There’s actually like a Boston-based and now nationally-based program of: “Muslims should have a secular alternative”… So, you know, that project exists, and to the extent that that and projects like it are being projected, imperialist-style on to our population, I think people are going to be very hesitant to follow anything like that.

The CAIR Massachusetts branch, following in the footsteps of Mazen, recently issued a report denouncing moderate Islamic leader Ahmed Subhy Mansour and groups such as the Center for Islamic Pluralism as “Islamophobes.” (Disclosure: Sheikh Mansour is on the board of our organization, Americans for Peace and Tolerance.) For Mazen and CAIR, it seems that some Muslims are not Muslim enough.

Nadeem Mazen has surrounded himself with extremist operatives, and he has echoed the reasoning of radical Islam. He has found common cause with operatives connected to both the Muslim Brotherhood and Hamas.
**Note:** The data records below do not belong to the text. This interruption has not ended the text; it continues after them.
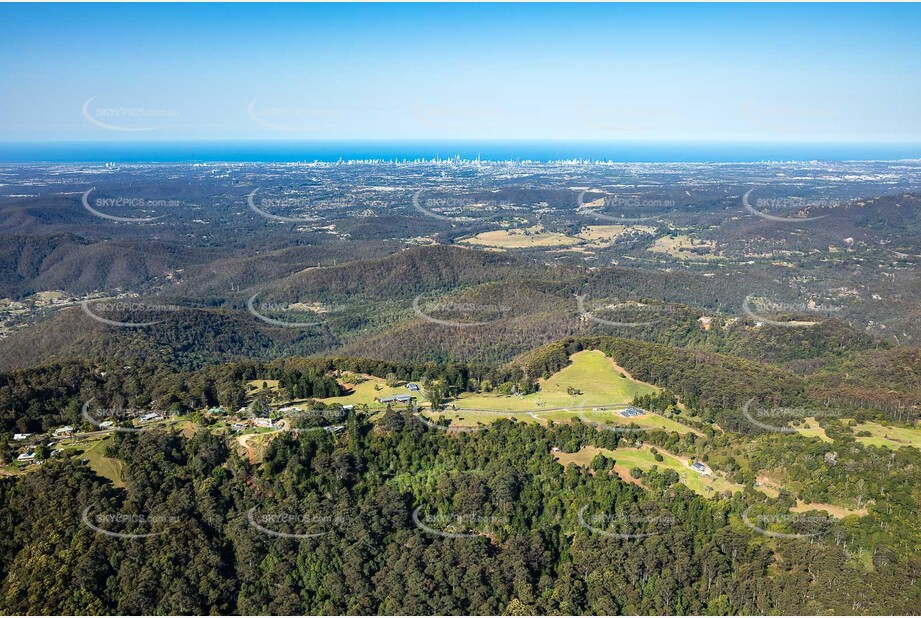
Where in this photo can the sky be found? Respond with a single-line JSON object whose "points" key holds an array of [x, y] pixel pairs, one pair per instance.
{"points": [[787, 73]]}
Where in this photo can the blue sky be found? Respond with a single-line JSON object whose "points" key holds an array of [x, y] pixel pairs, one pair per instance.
{"points": [[569, 72]]}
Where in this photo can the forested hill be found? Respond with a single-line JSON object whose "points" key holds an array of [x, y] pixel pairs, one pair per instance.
{"points": [[374, 308], [530, 541]]}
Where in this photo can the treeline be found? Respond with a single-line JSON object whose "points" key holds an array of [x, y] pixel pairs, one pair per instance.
{"points": [[702, 381]]}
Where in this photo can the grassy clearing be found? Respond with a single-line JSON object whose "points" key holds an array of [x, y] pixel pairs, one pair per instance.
{"points": [[838, 512], [254, 386], [106, 467], [473, 419], [521, 238], [627, 458], [601, 235], [651, 421], [365, 392], [810, 428], [597, 379], [684, 248], [893, 436]]}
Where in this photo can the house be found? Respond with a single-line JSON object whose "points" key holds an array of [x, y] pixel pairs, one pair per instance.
{"points": [[64, 431], [398, 399], [700, 467]]}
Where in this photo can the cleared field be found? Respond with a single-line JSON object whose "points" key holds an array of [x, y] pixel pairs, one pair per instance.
{"points": [[811, 428], [652, 421], [685, 247], [601, 234], [365, 392], [596, 380], [583, 456], [893, 437], [106, 467], [627, 458], [838, 512], [254, 386], [472, 419], [521, 238]]}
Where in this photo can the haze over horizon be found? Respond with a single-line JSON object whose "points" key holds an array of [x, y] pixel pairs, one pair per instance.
{"points": [[796, 73]]}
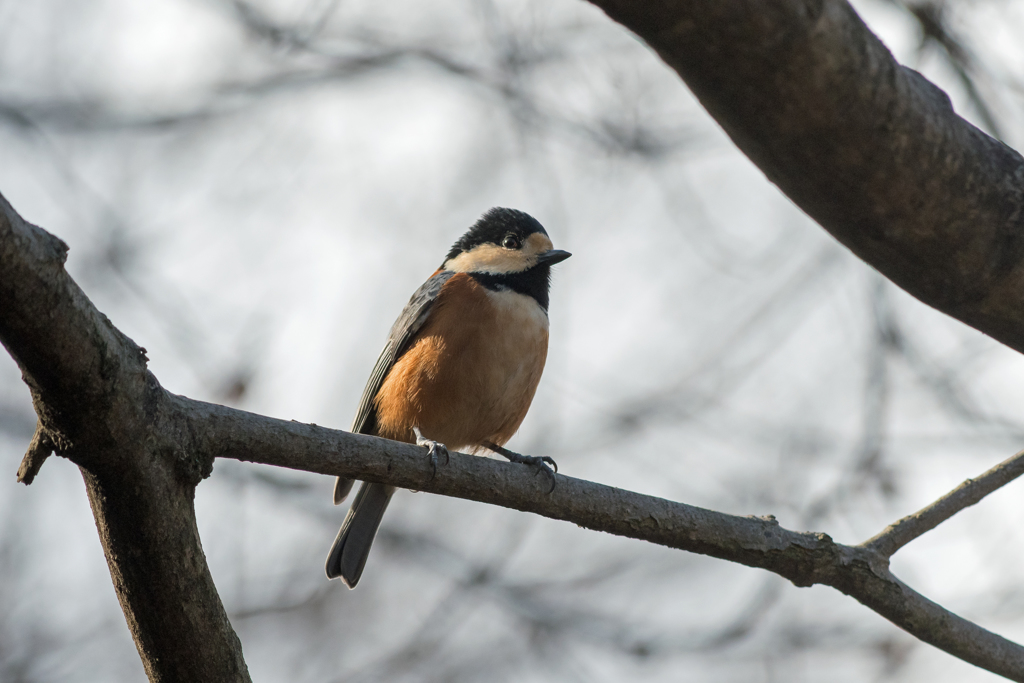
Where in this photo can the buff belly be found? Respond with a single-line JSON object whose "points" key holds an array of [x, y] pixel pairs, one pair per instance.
{"points": [[470, 375]]}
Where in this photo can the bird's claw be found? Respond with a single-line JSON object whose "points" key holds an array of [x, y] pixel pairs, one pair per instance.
{"points": [[539, 463]]}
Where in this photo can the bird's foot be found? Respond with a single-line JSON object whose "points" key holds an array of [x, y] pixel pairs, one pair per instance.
{"points": [[539, 463], [433, 447]]}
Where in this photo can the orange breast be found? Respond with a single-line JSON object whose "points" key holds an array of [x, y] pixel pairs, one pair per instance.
{"points": [[471, 373]]}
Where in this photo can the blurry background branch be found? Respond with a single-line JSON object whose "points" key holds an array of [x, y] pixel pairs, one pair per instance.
{"points": [[870, 150]]}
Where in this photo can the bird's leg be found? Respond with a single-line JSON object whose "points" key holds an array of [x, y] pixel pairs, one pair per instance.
{"points": [[433, 447], [539, 463]]}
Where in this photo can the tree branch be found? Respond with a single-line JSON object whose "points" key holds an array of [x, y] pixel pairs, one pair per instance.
{"points": [[102, 410], [906, 529], [870, 150], [804, 558]]}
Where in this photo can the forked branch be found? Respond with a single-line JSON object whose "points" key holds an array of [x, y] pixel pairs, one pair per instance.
{"points": [[971, 492]]}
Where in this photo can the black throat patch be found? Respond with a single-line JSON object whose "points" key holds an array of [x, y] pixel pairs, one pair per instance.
{"points": [[535, 283]]}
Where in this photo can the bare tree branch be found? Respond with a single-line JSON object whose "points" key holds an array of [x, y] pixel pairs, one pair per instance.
{"points": [[40, 449], [906, 529], [101, 410], [870, 150]]}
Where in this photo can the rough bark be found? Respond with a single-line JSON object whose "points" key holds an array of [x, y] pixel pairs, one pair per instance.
{"points": [[869, 148]]}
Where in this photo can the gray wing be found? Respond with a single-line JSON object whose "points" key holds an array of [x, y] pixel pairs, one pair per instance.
{"points": [[410, 322]]}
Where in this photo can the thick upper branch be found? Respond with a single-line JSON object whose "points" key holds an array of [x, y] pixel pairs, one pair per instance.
{"points": [[869, 148]]}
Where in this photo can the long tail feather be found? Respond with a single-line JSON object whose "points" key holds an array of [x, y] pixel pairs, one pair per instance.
{"points": [[348, 555]]}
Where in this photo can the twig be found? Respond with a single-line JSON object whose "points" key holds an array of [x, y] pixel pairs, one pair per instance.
{"points": [[906, 529]]}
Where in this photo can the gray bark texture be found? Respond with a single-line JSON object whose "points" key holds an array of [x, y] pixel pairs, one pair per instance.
{"points": [[870, 150]]}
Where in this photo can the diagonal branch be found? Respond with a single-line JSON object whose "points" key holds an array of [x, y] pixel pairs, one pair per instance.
{"points": [[100, 408], [906, 529], [804, 558], [869, 148]]}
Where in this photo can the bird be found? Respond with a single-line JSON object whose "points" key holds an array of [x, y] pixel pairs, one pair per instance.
{"points": [[460, 367]]}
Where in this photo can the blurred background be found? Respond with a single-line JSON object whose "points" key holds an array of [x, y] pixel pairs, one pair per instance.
{"points": [[253, 189]]}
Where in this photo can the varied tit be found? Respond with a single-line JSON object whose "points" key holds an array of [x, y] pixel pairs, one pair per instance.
{"points": [[460, 367]]}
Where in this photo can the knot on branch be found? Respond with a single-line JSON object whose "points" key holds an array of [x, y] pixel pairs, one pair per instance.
{"points": [[40, 449]]}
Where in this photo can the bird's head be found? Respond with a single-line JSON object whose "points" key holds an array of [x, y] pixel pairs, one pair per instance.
{"points": [[504, 242]]}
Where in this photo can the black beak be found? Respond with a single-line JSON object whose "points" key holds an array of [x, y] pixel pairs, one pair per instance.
{"points": [[552, 257]]}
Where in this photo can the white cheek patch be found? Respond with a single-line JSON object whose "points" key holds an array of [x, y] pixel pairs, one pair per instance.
{"points": [[519, 312]]}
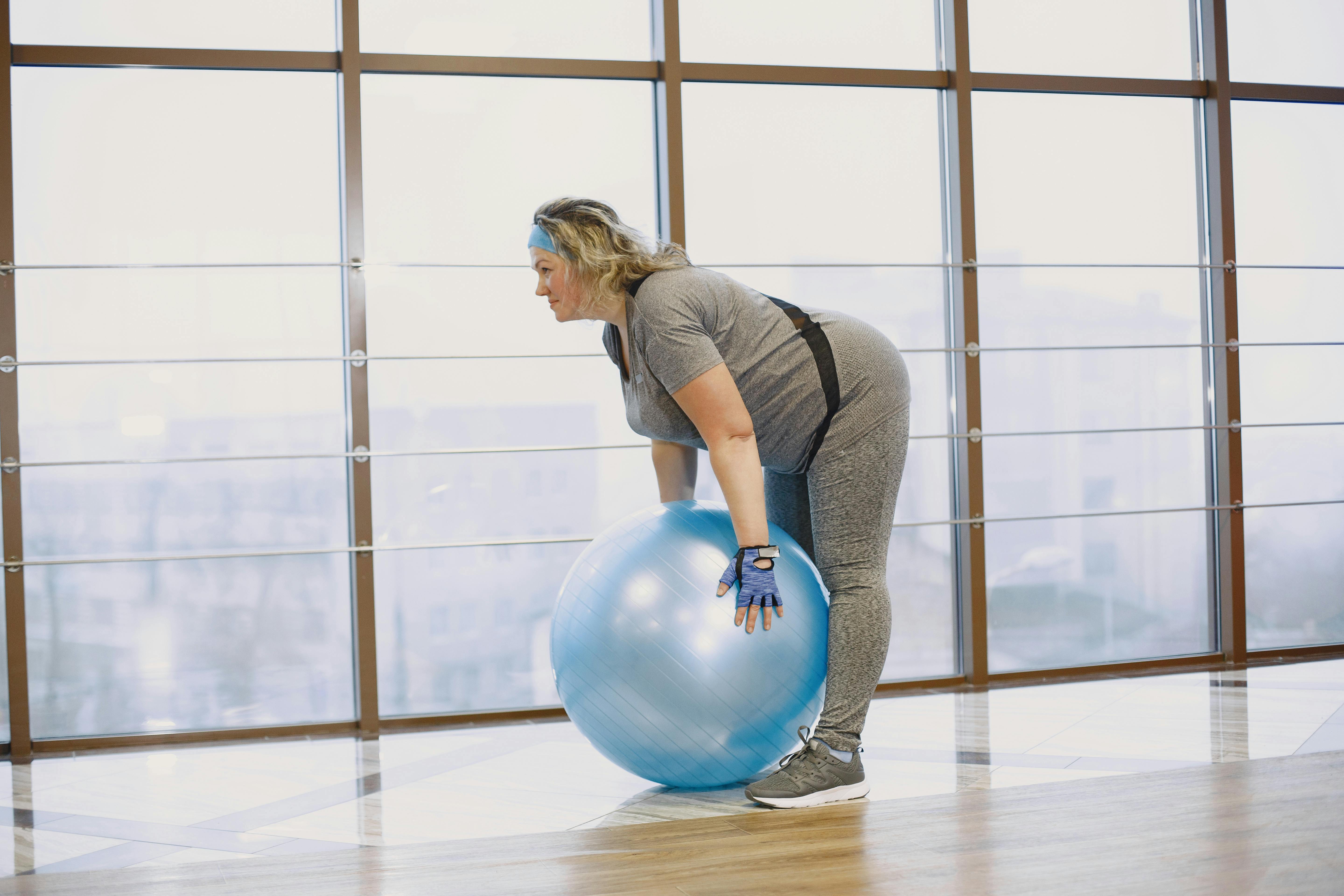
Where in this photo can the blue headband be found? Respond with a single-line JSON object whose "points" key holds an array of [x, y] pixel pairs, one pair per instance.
{"points": [[541, 240]]}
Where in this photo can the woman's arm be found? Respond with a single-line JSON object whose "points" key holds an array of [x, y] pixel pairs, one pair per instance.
{"points": [[675, 467]]}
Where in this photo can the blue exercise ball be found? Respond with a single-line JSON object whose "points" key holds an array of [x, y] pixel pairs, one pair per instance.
{"points": [[651, 668]]}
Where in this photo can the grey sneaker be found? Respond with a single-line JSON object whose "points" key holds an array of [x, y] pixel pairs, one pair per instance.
{"points": [[811, 777]]}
In a city that suffered the violent effects of the Tsarnaev brothers, by attacking Cambridge police and national counterterrorist agencies, and by denouncing “secularism” as a tool of Muslim “imperialist” stooges, Mazen has shown that he is not a representative voice of moderate Muslims and his Cambridge constituents. Unfortunately, the city is now stuck with him for at least two more years.